Traveling to a specialty conference?

Your trip can help you strengthen your network or even find a new practice.

By Chris Scites | Fall 2019 | PracticeLink Tips

 

Every year, in cities across the nation, it happens.

In places like Philadelphia, New Orleans, San Francisco and many others, the denizens of these fine cities wake up one day to find that their downtowns have been inundated by thousands—sometimes tens of thousands—of physicians and other medical professionals. They swarm around convention centers and nearby hotels and restaurants. The younger ones often carry tubes on their backs, talking to each other in the mysterious language of their specialty. Entire blocks of downtowns are sometimes shut off so that vendors of various tools and potions can pay tribute to these practitioners. And then, in a few days, as quickly as they came, they disperse…until next year.

OK, so that may be a little dramatic. But specialty conferences—especially the annual conferences of large organizations like the American College of Physicians (ACP) or Society of Hospital Medicine (SHM)—are a big deal. There is a lot going on at each conference, starting early in the morning and often running late into the evening.

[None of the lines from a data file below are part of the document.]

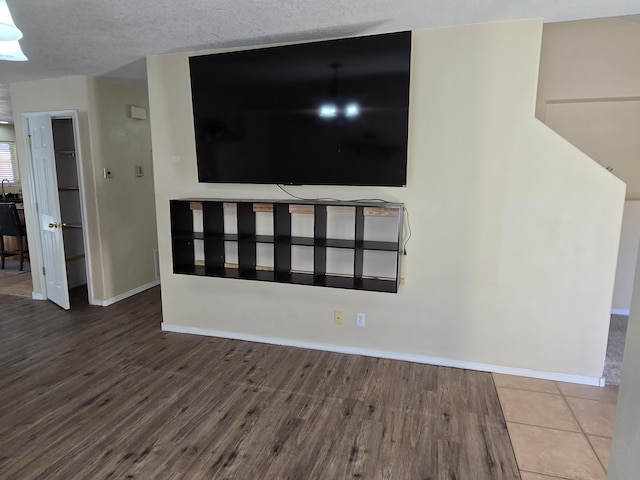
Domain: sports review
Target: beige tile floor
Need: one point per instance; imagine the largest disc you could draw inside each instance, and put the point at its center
(558, 430)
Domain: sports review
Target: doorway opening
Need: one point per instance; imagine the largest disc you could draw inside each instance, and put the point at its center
(57, 206)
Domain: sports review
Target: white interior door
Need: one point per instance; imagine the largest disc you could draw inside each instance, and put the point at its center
(48, 209)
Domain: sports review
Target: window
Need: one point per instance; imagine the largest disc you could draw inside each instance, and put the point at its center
(8, 168)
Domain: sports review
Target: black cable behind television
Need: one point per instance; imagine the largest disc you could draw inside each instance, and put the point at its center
(321, 113)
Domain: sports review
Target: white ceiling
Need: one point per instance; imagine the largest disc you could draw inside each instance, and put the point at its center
(111, 38)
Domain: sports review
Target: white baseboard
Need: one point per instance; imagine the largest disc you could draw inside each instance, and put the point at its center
(130, 293)
(483, 367)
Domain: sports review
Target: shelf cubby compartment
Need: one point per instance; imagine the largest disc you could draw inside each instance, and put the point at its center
(235, 248)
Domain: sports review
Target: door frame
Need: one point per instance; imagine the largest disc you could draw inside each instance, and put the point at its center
(32, 195)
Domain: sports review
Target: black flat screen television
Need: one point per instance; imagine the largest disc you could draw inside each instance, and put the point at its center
(321, 113)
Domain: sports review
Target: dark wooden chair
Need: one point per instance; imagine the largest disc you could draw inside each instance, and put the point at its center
(11, 226)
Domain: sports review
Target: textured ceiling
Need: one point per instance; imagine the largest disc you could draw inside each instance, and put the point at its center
(112, 38)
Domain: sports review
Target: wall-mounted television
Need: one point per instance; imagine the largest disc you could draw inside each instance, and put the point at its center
(322, 113)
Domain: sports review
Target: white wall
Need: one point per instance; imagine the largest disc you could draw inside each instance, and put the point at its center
(625, 272)
(7, 134)
(126, 206)
(507, 218)
(589, 59)
(121, 239)
(589, 93)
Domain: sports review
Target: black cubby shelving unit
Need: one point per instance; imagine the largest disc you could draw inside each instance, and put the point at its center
(214, 237)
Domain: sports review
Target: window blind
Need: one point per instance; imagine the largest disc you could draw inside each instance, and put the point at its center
(7, 162)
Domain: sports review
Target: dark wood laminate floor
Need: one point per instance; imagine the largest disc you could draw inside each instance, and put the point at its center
(97, 393)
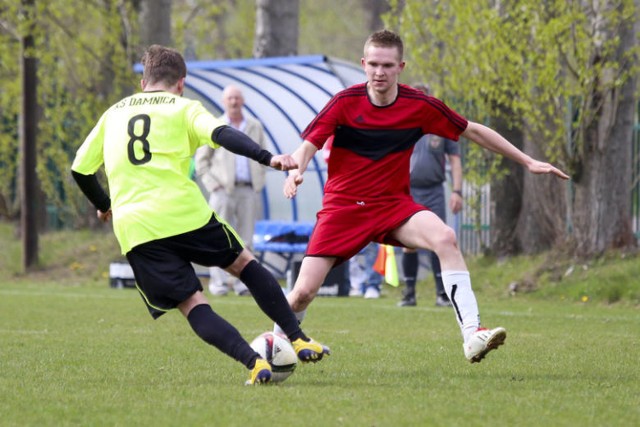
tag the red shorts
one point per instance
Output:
(346, 225)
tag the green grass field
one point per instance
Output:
(75, 352)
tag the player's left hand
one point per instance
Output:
(291, 184)
(283, 162)
(539, 167)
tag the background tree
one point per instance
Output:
(155, 22)
(277, 24)
(523, 63)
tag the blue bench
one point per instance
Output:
(286, 239)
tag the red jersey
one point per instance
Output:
(373, 145)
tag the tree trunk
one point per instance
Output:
(374, 9)
(506, 194)
(277, 23)
(542, 221)
(155, 22)
(29, 189)
(602, 207)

You’ll find lectures about new developments in your specialty and numerous opportunities to earn CME credits. If you can get to one, they are well worth your time—especially if you are looking for your first or next practice.

Work the room

Almost every specialty conference, both the large and the small, have exhibit halls. This is more than the place to stock up on free pens or register to win the latest Apple Watch. With a little planning, you can jump-start your job search and get preliminary interviews with several different potential employers while you’re at the conference.

Most conferences publish a list of exhibitors online before the event. Many of these exhibitors will be hospitals or groups attending the conference specifically to recruit clinicians in your specialty.

Study this list. See if there are any employers in which you’re interested. Before the conference, take some time to tailor a CV and cover letter to each of the employers that interest you.

Draft a list of specific questions. The conference will be the perfect opportunity to skip past emails and phone calls and get face-to-face with a representative who is there specifically to find good candidates.

Contact the organization ahead of time, and ask the physician recruiter if you can set up a specific time to talk. If you’ve done your homework and take a proactive approach, you’ll stand out among the other candidates. Those first impressions can go a long way in helping you land a job there.

PracticeLink can help

PracticeLink attends about 20 specialty conferences each year. Stop by the PracticeLink booth while you’re in the exhibit hall.

We can share your interest with employers that match your job-search criteria, and our physician relations representatives can provide free job-search help.

Specialty conferences provide many great opportunities. They are, of course, helpful for earning CME credits and looking for new opportunities. But they are also great places to network and make new contacts.